- Uređeno
Optimize Animations
Hello,
So recently we were experimenting on how to solve the performance problem with spine animations in unity.
Let's say we have 100 units on screen at a time, all running animations:
-late update:
-normal update also:
During idle gameplay animations eat up 60% of resources (percentages in screenshots differ, because a lot is used up by editor). 20% is used by Renderer, and 20% - by editor. Actual gameplay mechanics take only 1-2% (5% at peaks when creating objects) of CPU resources.
We thought: -OK, what can we do? Let's try turning off idle anims, to only leave unit movement? Will look much uglier, but hey, a trade off is a trade off.
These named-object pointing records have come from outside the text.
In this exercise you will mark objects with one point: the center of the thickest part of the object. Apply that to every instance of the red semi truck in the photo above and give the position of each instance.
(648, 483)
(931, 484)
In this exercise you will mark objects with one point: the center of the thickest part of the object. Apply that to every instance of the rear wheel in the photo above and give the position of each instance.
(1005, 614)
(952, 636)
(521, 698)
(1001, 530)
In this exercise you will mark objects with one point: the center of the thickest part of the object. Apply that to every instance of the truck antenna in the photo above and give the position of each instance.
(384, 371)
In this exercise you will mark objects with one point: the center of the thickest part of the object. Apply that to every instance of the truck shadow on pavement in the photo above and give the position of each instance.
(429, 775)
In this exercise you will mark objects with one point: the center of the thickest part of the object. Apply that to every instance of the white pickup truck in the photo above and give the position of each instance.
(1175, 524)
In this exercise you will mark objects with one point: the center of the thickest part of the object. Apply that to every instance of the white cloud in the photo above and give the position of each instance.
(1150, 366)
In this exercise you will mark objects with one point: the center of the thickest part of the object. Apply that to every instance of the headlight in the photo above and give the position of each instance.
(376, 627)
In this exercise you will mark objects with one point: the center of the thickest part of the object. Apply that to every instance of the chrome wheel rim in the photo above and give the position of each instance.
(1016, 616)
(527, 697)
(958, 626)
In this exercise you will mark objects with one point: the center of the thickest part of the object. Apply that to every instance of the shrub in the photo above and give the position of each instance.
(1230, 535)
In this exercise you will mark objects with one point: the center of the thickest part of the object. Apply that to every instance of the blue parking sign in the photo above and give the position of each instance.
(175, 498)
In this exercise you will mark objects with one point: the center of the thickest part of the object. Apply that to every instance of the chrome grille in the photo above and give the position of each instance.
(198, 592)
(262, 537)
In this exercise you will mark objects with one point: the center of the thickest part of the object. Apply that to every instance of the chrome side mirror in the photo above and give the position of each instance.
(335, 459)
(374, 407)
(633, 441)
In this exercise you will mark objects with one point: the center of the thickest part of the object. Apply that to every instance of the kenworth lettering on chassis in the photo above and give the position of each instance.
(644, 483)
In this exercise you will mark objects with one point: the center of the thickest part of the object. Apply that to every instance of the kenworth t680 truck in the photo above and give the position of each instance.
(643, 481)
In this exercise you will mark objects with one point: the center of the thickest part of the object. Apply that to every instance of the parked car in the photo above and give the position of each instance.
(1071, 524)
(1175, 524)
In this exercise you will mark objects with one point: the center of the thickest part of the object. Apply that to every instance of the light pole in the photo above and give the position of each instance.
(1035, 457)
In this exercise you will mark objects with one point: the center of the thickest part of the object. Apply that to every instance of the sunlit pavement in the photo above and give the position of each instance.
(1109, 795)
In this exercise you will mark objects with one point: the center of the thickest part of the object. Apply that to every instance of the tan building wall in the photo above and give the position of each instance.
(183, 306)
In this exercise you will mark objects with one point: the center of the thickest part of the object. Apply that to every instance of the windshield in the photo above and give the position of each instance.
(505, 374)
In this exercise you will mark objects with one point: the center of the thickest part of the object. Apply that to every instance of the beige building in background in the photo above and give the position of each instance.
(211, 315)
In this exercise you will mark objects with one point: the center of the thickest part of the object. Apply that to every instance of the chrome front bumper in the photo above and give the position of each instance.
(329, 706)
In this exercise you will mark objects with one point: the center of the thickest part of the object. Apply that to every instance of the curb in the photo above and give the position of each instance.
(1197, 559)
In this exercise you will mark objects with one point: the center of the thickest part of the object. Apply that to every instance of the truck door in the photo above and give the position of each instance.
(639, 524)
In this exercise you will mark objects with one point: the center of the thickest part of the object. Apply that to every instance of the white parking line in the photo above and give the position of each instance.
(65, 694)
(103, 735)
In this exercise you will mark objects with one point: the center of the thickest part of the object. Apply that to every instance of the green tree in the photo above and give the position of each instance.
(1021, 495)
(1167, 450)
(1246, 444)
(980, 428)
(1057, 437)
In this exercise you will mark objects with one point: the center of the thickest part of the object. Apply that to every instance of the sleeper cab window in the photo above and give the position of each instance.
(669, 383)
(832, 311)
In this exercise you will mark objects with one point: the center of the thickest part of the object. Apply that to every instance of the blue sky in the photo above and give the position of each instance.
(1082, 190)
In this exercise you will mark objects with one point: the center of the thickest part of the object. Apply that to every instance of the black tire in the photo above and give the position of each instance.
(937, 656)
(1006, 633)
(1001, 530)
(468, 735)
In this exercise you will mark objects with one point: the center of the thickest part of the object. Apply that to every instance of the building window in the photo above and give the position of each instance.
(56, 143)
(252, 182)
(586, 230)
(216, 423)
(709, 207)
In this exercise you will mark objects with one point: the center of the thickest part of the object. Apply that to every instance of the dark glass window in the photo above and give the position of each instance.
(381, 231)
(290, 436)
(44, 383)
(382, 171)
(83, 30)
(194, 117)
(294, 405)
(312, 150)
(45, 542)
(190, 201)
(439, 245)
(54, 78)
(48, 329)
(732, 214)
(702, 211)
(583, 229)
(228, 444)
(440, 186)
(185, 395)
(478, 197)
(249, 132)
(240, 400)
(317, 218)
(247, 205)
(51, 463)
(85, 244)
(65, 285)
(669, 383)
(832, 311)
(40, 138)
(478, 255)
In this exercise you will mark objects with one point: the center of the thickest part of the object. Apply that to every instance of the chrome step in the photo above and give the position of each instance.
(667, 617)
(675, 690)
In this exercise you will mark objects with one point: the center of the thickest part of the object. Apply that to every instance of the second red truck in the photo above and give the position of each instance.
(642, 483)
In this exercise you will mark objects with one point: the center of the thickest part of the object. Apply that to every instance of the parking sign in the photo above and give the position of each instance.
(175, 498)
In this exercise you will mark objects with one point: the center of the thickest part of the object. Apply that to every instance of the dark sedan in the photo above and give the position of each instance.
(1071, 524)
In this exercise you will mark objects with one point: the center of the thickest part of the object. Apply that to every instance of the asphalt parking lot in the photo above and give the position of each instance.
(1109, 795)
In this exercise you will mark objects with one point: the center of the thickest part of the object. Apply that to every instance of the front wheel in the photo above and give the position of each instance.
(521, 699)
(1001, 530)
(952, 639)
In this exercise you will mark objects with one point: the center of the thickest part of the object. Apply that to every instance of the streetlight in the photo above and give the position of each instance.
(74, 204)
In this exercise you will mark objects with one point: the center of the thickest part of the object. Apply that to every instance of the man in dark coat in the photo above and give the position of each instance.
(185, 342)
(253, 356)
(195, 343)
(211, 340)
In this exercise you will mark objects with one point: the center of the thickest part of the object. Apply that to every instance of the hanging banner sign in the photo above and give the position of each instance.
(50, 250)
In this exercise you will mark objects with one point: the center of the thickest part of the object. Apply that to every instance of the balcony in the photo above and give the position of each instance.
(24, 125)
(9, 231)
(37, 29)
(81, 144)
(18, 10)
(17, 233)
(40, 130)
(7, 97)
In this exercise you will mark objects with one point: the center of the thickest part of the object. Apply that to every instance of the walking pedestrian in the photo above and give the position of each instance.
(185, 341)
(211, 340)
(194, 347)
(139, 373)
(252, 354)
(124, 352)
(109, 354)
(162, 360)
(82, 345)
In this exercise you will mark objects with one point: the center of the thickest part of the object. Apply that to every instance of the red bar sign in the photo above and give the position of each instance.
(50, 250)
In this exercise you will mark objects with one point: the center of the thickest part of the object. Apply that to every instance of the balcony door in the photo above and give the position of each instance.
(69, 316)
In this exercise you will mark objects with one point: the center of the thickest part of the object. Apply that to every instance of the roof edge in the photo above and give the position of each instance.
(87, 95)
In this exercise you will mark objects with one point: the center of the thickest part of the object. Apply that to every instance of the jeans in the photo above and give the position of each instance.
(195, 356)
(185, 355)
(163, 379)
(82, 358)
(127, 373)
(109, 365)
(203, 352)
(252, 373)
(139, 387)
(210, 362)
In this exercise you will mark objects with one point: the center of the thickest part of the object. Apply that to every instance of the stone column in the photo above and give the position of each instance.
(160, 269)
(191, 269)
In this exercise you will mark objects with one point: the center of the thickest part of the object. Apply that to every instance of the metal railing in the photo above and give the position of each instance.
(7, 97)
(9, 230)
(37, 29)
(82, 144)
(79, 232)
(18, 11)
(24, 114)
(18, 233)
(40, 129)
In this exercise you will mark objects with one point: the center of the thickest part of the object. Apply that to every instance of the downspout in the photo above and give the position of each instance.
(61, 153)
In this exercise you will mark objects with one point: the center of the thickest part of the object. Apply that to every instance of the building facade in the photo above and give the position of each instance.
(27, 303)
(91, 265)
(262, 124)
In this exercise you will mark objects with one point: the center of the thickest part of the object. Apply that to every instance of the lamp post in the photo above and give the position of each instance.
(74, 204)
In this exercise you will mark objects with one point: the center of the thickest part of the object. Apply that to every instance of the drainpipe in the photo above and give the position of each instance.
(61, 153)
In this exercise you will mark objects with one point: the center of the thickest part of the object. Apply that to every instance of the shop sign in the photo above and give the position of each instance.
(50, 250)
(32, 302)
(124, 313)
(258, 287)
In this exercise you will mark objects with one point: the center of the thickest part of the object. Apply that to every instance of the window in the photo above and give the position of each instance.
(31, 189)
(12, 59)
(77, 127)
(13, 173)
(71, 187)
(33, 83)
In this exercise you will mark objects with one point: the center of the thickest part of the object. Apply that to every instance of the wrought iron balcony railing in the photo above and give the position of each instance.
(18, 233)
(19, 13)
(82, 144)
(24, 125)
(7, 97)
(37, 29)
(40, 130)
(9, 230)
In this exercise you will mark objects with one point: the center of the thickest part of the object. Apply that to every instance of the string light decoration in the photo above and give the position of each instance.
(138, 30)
So we do that. After wandering around, units play a single idle animation, then animator stops and wont move any bones or mesh deformations.
But surprisingly there is virtually zero percent performance improvement, even though 80% of units are now standing still and not animating anything.
Is this intended behavior? Is this fixable? What can we do to save CPU from these hungry animations?
Our game target platform is WebGL - it will be running on browser, using only a single thread.
You need to turn off the SkeletonAnimation
or SkeletonRenderer
component to not update at all. Otherwise the mesh will still be generated every frame, constraint solvers will have to solve bone locations, bone matrices will be calculated, etc.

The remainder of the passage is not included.